Opinion

Friends of junk testing

The city Department of Education will double the number of students it sends to summer school this year compared to 2009 — a function, it says, of tougher standards on the state tests on which the assignment is based.

But are they tougher?

That remains to be seen.

Yes, the state Education Department and its governing body, the Board of Regents, say they’re making progress: This year’s tests covered more subject material, a state official says, and the Regents allegedly are trying to raise the score needed to qualify as “proficient.”

But, as The Post revealed this month, students can get credit for wrong answers if they make halting attempts to “show their work” — and there is no indication that will soon change.

Plus, state testing director David Abrams — the veteran bureaucrat responsible for years of grade inflation — still has his job.

Shockingly, both Regents Chancellor Merryl Tisch and her hand-picked education commissioner, David Steiner, express full confidence in Abrams.

“David Abrams is a valued member of New York’s assessment team,” they told The Post in a prepared statement.

Even more worrisome is the admission by Howard Everson — a Fordham professor who chairs the state Education Department’s group of testing advisers — that “political” considerations help determine how proficiency-test minimum, or “cut,” scores are set.

“[If] there was a steady change in the number of non-English-speaking children in the school system,” he says, “then the Regents may revisit the cut scores to ask, ‘Is this test too difficult for the student body?’ ”
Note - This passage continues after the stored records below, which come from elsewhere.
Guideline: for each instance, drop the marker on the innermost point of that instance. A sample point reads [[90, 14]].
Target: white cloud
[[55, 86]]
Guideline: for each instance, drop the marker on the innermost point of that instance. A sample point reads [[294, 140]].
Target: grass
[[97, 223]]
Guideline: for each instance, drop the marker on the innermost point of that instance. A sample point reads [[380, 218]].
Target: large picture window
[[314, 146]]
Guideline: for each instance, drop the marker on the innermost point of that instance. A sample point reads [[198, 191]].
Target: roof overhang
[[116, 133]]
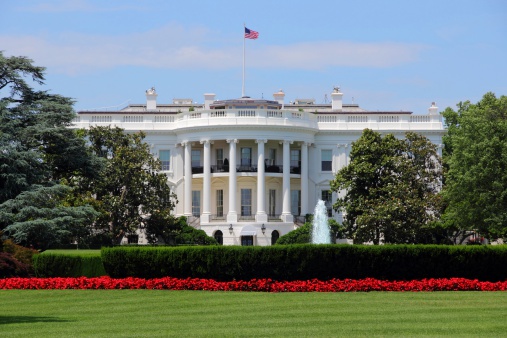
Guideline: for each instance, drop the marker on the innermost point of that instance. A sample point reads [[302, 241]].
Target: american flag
[[250, 34]]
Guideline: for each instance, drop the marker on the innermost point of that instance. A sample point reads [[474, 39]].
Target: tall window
[[274, 237], [165, 158], [326, 158], [295, 201], [327, 197], [220, 158], [246, 156], [271, 160], [272, 199], [295, 158], [247, 240], [220, 203], [219, 236], [196, 157], [246, 202], [196, 203]]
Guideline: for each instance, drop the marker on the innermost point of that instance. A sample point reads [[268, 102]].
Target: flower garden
[[255, 285]]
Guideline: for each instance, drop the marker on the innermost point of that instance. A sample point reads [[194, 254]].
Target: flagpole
[[243, 87]]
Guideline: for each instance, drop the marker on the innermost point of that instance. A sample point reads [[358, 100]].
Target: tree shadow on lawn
[[29, 319]]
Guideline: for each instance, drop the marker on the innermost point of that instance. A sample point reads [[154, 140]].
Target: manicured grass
[[80, 252], [157, 313]]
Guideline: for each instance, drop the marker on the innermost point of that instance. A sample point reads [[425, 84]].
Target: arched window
[[219, 236], [274, 237]]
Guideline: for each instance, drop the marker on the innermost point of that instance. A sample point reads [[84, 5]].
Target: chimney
[[336, 99], [280, 96], [151, 99], [208, 99], [433, 110]]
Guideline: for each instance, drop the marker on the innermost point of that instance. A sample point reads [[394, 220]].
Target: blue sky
[[385, 55]]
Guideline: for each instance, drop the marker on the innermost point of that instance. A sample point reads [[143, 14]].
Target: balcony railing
[[246, 218], [218, 217], [261, 117], [274, 217], [240, 168]]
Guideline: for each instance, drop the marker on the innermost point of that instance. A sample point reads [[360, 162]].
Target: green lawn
[[158, 313], [73, 252]]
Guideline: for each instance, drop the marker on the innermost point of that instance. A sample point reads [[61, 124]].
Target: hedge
[[305, 262], [62, 265]]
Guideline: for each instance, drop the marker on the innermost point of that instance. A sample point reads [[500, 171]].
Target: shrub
[[11, 267], [22, 254], [61, 265], [305, 262]]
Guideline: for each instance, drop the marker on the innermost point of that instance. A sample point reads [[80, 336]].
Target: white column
[[206, 183], [286, 214], [187, 204], [304, 178], [261, 215], [232, 215]]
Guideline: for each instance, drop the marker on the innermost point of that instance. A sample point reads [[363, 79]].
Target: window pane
[[220, 203], [272, 208], [165, 159], [196, 158], [326, 158], [246, 156], [327, 197], [196, 203], [295, 202], [220, 157], [246, 202]]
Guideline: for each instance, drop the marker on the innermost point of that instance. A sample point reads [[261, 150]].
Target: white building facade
[[247, 171]]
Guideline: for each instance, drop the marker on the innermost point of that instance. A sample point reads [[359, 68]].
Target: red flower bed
[[258, 285]]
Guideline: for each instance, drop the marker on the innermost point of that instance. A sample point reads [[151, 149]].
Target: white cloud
[[175, 47]]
Which is another way of asking, “Will these test scores be too embarrassing to the Education Department and the Regents?” — when the relevant question needs to be, “Does the student body know enough to be promoted to the next grade?”
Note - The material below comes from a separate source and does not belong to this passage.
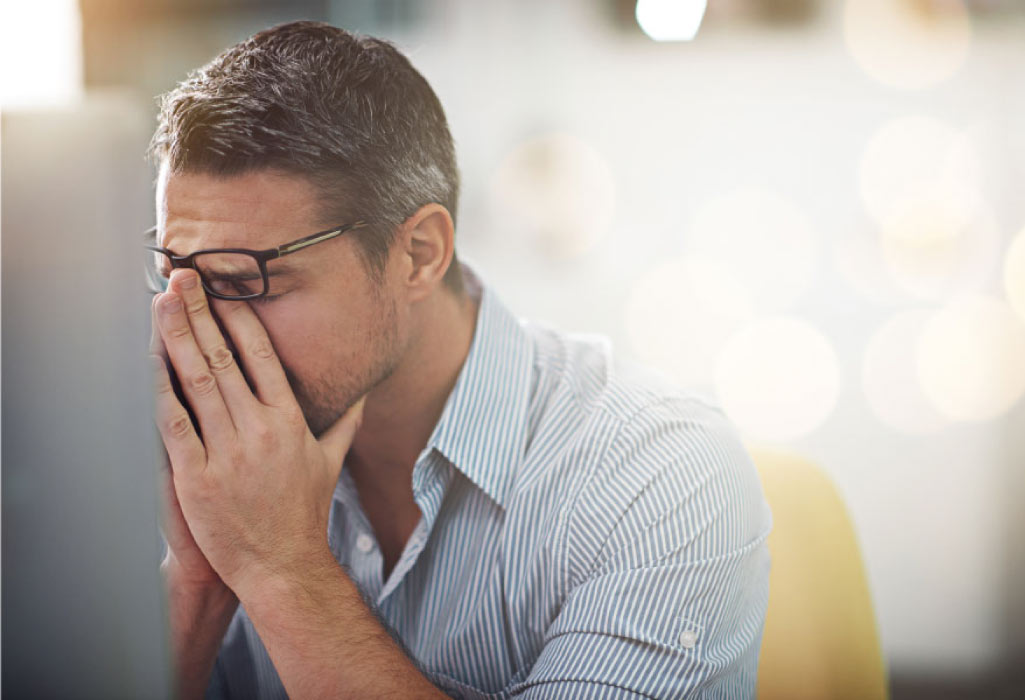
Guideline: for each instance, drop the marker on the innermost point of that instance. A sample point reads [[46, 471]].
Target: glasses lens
[[158, 268], [230, 274]]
True enough, rookie Education Commissioner Steiner says he’s committed to toughening standards.

But to do that, he must clear away years of bureaucratic undergrowth — and his allegiance to David Abrams, et al., suggests he’s being absorbed into the department’s bureaucratic blob.

Certainly, Steiner needs to be especially vigilant against political meddling.

In that regard, it doesn’t help that his patron, Merryl Tisch, is entirely too close to Assembly Speaker Sheldon Silver — who, after all, appointed her to the Regents chancellorship in the first place.

Steiner, if he’s to bring about real reform, needs to create a rigorous testing process that is uncompromising, transparent, consistent and readily comprehensible to outsiders. We wish him well, but our hopes are not high.